According to Hughes, around $3.5 million has been invested into projects that save energy around campus such as light and water conservation retrofits since 2011. 

“I think it’s just part of being a good citizen but for us it’s more practical,” Hughes said of sustainability and energy conservation. “For every dollar we don’t spend on energy, that’s another way to keep costs low for students.” 

Although pleased with the progress Ferris has made, members of the Bulldog Sustainability Alliance want to push for higher standards. 

“We’re just trying to get them to change the standard to Gold in the first place because they are already achieving it anyway, so we might as well make it the Gold rather than falling back to the Silver standard,” Ferris environmental biology junior and vice president of the Bulldog Sustainability Alliance Amber Hubbard said. 
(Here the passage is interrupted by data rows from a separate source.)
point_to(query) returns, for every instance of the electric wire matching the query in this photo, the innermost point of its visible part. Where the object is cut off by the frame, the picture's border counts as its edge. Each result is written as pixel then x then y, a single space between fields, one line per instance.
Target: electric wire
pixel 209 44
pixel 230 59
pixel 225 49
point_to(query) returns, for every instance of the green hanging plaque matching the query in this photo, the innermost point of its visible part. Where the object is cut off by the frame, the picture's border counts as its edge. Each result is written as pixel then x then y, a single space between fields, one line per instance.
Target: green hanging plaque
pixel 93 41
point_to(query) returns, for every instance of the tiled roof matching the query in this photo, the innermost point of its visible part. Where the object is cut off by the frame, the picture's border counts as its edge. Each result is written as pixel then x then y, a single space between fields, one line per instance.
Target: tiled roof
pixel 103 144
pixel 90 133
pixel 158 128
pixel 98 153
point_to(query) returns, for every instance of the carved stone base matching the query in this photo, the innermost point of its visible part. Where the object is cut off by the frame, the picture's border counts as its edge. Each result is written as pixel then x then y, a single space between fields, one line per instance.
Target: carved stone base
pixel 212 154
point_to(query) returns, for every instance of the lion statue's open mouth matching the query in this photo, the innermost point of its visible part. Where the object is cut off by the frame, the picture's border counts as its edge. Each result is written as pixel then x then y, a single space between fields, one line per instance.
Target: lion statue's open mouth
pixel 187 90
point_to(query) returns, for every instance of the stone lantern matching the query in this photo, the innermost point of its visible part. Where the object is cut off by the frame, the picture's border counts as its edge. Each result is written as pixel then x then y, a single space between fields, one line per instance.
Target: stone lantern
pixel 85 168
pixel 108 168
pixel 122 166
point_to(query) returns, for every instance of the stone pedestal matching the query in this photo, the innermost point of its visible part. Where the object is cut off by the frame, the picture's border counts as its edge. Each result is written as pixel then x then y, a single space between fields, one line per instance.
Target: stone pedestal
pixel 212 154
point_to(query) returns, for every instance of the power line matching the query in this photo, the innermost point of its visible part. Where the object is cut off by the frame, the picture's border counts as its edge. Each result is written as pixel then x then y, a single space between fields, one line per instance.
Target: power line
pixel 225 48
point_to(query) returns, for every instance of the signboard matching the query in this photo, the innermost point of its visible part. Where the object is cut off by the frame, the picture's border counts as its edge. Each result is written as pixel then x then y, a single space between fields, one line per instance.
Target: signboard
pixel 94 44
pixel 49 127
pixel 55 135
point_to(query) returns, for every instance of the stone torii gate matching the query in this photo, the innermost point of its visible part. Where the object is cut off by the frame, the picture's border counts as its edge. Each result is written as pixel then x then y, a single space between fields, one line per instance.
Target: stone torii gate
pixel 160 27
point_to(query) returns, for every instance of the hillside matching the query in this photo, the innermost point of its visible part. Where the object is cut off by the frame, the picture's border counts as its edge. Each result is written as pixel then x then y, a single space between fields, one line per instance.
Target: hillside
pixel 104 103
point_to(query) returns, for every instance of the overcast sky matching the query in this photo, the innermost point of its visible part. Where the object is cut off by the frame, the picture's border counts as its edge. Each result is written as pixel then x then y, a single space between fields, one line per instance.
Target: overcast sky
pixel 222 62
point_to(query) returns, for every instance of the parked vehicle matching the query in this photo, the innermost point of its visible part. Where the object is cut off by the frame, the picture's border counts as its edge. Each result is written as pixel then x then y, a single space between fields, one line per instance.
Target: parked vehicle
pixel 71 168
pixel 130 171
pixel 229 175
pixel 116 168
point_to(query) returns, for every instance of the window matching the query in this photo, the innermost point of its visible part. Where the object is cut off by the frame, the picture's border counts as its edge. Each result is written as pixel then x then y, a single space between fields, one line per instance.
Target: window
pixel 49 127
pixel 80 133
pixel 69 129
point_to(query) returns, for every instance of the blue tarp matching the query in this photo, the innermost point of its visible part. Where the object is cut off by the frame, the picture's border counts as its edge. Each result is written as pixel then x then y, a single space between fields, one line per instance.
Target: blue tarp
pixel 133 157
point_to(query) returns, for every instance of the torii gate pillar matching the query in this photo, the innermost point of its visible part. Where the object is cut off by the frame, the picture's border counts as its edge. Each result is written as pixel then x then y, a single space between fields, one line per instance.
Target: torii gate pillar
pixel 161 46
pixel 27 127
The Energy Conservation Task Force is composed of 14 members from across campus including the Physical Plant, Dining Services, Student Services, Academic Affairs, Arts and Sciences, Advancement and Marketing, faculty, finance and Kendall College of Art & Design. This group was asked to identify ways the university can reduce its consumption of natural gas, electricity, water and solid waste but at the same time, to focus on projects that are no cost, low cost or ones with a payback period of up to four years, according to their report from 2009. 

“Ferris is moving towards being more sustainable and that’s a start,” Hubbard said. “I’m just very proud of the university for stepping up to the plate and doing as much as they can feasibly.”